You also have the possibility to export the diagram either in HTML or comma-separated format when you click on Chart options
If you like you can also explore a live version of the above figure.

Dataset search results

You have searched with specific dataset criteria. Your search results should look like figure 6:

Datasets matching the search query
Figure 6: Datasets matching your search criteria. Above the table you see your search query again. Then the table has several columns that describe different aspects of your dataset. In addition, there are links in the GSE ID, Expressed sRNAs and Analysis output Columns. The GSE ID is the GEO SEries ID of the dataset (consisting of several samples which in turn have GSM IDs). When you click on GSE ID or on Expressed sRNAs you will get to a page with a detailed small RNA listing for the dataset. If you click on Analysis output you will get to a page that describes the quality and distribution of the reads in the dataset (produced by Oasis).
You may also explore a live version of the above figure if you like.

SmallRNAs in a Dataset

If you selected a specific dataset you should see something similar to figure 7:

List of small RNAs contained in the dataset
Figure 7: Table with small RNAs in the selected dataset. Each row corresponds to one GEO dataset. The first column is a simple enumeration of the search hits. Please note the buttons at the bottom of the table for displaying further sRNA results. The second column lists the ID of the small RNA. When you click on the link in the third column (GSE ID), you will get to a page that displays an overview of the expression of the selected small RNA molecule within the samples of the current dataset. Similarly, the link in the fourth column (Expression/All Queried Studies) will get you to a page that displays an overview of the expression of the selected small RNA molecule across all datasets that satisfy your search criteria.. The last column lists the number of samples in each dataset.
  • A: Name of the selected dataset.
  • B: Link to an overview on the read distribution and read quality values of the dataset.
  • C: A filter form to quickly find a sRNA molecule of interest in the table.

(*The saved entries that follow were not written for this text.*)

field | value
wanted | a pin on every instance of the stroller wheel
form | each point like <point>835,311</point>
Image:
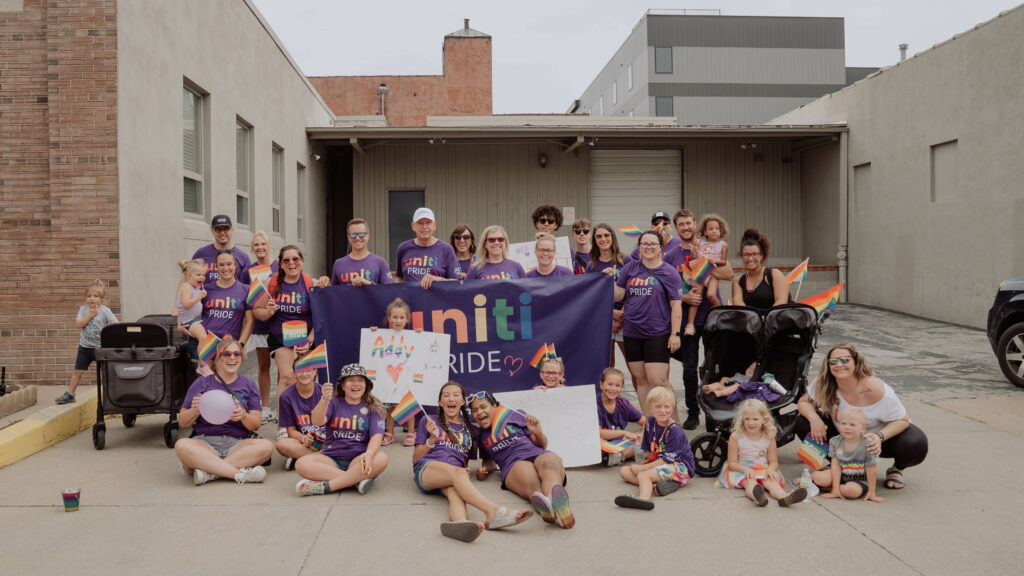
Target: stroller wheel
<point>710,453</point>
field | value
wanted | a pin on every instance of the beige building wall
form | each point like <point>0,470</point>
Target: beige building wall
<point>935,225</point>
<point>226,49</point>
<point>475,183</point>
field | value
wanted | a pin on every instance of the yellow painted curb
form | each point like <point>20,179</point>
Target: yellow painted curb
<point>47,427</point>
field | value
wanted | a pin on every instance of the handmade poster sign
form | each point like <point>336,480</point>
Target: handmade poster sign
<point>523,253</point>
<point>406,361</point>
<point>568,417</point>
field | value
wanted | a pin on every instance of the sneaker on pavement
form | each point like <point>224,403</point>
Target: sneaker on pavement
<point>255,474</point>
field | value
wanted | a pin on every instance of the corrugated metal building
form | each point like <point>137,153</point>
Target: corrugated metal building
<point>706,69</point>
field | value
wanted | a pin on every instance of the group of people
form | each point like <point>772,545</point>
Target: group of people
<point>327,429</point>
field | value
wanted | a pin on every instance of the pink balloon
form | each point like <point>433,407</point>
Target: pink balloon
<point>216,407</point>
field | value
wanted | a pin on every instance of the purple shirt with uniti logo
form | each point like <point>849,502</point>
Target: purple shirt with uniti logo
<point>451,449</point>
<point>505,270</point>
<point>224,310</point>
<point>349,427</point>
<point>208,254</point>
<point>296,412</point>
<point>647,291</point>
<point>415,261</point>
<point>244,389</point>
<point>372,268</point>
<point>513,446</point>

You may also explore a live version of the above figure if you like.

Expression of sRNA molecule within one dataset

If you choose to investigate the expression of a single sRNA molecule in a single dataset you get something similar to figure 8:

Overview of expression of a sRNA molecule within one dataset (several samples)
Figure 8:
  • A: Name of the dataset
  • B: Link to an overview on the read distribution and read quality values of the dataset.
  • C: Table with basic genomic information on the small RNA molecule.
  • D: Chart Options: Export the table as HTML file or as comma-separated file.
  • E: Table of all the samples in the dataset. N/A values signify information that is not available/applicable for this dataset.
  • F: Expression counts of the selected small RNA molecule in different samples within the chosen dataset. Each row corresponds to one sample within the chosen dataset (GSM=GEO sample).

You may also explore a live version of the above figure if you like.

Appendix

Small RNA identifiers

SEA uses standard small RNA identifiers for the search. The user should keep in mind that different types of small RNAs have different conventions when it comes to identifiers. For instance, microRNA IDs usually start with the species code that they are derived from. For example, a human microRNA usually starts with hsa-. The situation is similar to Piwi-interacting RNAs (piRNA). But instead of a dash the identifiers use an underscore: hsa_. Small nucleolar RNAs (snoRNAs) IDs tend to start with SNO and ribsomal RNA (rRNA) IDs usually start with a small r.